Becker previously directed the art museums at the University of New Mexico and the University of Colorado, Boulder. In her roles as director, she oversaw numerous exhibitions and a permanent collection of more than 30,000 works of photography, painting, sculpture, printmaking, ceramics and African art. At both universities, Becker increased annual programming and exhibition support, expanded the collections of both museums, and enhanced the arts on campus and in the communities. She has also led recent major acquisitions of both historic and contemporary art, including works of African art and Mata Ortíz pottery, as well as works by noted artists such as Katharina Fritsch, Tina Barney, Joel-Peter Witkin, Richard Serra, Kiki Smith and Walt Kuhn, among others. She has experience in branding, communications and member relations, as well as in facilities development and management.
“I am delighted and honored to join UAB as the founding director of the Abroms-Engel Institute for the Visual Arts,” Becker said. “I look forward to engaging the UAB campus and the broader Birmingham and Alabama community with dynamic exhibitions and programs of regional, national and international relevance that position UAB and Birmingham as a nexus of global dialogue through the visual arts.”
Becker earned her Bachelor of Arts degree magna cum laude from the University of Pennsylvania in mathematics and art history.

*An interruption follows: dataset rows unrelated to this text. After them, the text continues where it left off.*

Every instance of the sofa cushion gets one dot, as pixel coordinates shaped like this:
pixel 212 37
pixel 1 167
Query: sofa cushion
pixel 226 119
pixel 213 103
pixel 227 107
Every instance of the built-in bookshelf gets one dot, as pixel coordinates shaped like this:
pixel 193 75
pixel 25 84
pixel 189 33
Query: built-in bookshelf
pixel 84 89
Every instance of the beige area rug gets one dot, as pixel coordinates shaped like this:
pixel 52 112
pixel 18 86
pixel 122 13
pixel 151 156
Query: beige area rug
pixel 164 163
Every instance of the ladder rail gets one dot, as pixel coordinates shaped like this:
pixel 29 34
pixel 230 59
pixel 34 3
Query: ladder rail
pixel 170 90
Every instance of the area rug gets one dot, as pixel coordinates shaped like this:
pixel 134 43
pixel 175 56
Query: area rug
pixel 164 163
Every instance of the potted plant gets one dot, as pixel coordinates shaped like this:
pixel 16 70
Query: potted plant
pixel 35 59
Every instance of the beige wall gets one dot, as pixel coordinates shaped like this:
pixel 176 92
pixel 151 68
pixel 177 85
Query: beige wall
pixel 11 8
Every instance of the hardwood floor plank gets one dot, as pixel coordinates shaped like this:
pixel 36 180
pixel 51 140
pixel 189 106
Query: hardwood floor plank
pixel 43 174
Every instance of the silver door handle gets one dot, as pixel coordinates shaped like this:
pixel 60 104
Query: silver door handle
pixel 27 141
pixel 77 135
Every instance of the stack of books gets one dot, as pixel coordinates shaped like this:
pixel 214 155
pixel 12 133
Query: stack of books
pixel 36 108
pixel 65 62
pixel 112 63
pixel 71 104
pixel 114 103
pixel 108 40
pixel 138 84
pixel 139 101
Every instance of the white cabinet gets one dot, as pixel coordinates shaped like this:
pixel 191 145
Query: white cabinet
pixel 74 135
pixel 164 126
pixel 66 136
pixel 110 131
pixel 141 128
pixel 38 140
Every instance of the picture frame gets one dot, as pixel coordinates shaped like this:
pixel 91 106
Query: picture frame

She completed her Master of Fine Arts degree in studio art and art theory from the University of Texas at Austin in 1995, with a focus on experimental sculpture, new media and installation.
After completing her degrees, Becker began her career as a curator and director with positions at Women and Their Work in Austin, Texas; The John Michael Kohler Arts Center in Sheboygan, Wisconsin; and the Richard L. Nelson Gallery and The Fine Arts Collection at the University of California, Davis. Over the course of her career, she has presented at numerous lectures, symposia and conferences — both in the United States and abroad — on topics focusing on the intersection of contemporary art, multimedia and politics in many different cultures, including Korean, Latin American, Scandinavian, Arab, Greek, Jewish, Tibetan and more. She has published essays in numerous catalogues and edited volumes regularly since 1998. Her exhibitions have been reviewed in Art in America, ARTnews, Time Magazine, BBC America, and The Wall Street Journal, among other publications. She currently has two exhibitions on national tour, including “Through Soviet Jewish Eyes: Photography, War, and the Holocaust” and “David Maisel/Black Maps: American Landscape and the Apocalyptic Sublime.”
“Lisa’s experience as an administrator, curator, instructor and cultural liaison will accelerate the development of AEIVA programs and extend AEIVA’s influence regionally, nationally and internationally,” said College of Arts and Sciences Dean Robert Palazzo, Ph.D. “Under her guidance, AEIVA will become a place at which people of all ages can experience the visual arts.”